Today, the Evangelical Environmental Network (EEN) submitted 51,584 comments from individual pro-life Christians in support of the U.S. Environmental Protection Agency’s (EPA) proposed standards on carbon pollution from fossil-fuel-fired power plants (Docket ID No. EPA-HQ-OAR-2023-0072-0001). These proposed standards–which require a cut in carbon emissions by up to 90% from new and existing fossil fuel power plants by 2040–will prevent 1,300 premature deaths, 800 hospital and ER visits, more than 300,000 asthma attacks, 38,000 school absences, and 66,000 lost workdays in the year 2030 alone. In addition to saving lives, the standards are estimated to yield huge savings, with nearly $85 billion in health and climate benefits for all over the next two decades, relative to only $10 billion in total compliance costs.

Power plants are responsible for approximately 25% of climate pollution in the U.S. and are the second largest source of carbon emissions nationwide. Additionally, medical research shows that air pollution from carbon-based fuels claims up to 200,000 American lives each year. Unfairly, it is the most vulnerable (our children both born and unborn, our brothers and sisters of color, the poor and unhoused, our seniors, and those with pre-existing medical conditions) who are most at risk and exposed to the harms of air pollution and climate-fueled extreme weather.

For our community of evangelical Christians who are following the biblical mandates to care for creation and love our neighbors as ourselves, cutting power plant pollution is a crucial step in defending the health of our communities while also minimizing the impacts of climate change. In 2015, over 220,000 pro-life Christians supported the EPA’s first carbon pollution standard for power plants, and we will continue to ensure that this newest standard is finalized and implemented swiftly to ensure a healthy and safe future for our children and all God’s creation. 

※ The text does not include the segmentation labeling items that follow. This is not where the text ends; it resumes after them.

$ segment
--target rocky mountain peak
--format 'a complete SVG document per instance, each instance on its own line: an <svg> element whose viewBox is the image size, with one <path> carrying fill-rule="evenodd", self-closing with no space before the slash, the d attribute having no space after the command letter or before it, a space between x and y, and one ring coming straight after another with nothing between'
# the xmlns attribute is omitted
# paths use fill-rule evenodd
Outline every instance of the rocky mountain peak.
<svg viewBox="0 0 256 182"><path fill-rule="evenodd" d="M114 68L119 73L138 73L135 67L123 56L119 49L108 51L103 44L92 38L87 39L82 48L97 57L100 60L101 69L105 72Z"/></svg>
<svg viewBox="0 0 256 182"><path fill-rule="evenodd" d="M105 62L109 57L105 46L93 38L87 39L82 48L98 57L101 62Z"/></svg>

We also acknowledge that cutting carbon pollution should not be left to the EPA alone. Congress must also act by advancing bipartisan, market-based solutions like a non-regressive carbon pollution fee and border-adjusted carbon pollution tariff that holds other high-emitting countries accountable to clean up their act. During this time when Congress seeks to reduce the national debt and protect the American economy from the steep financial costs of ever-increasing billion-dollar climate disasters, a revenue-raising carbon pollution fee is common sense.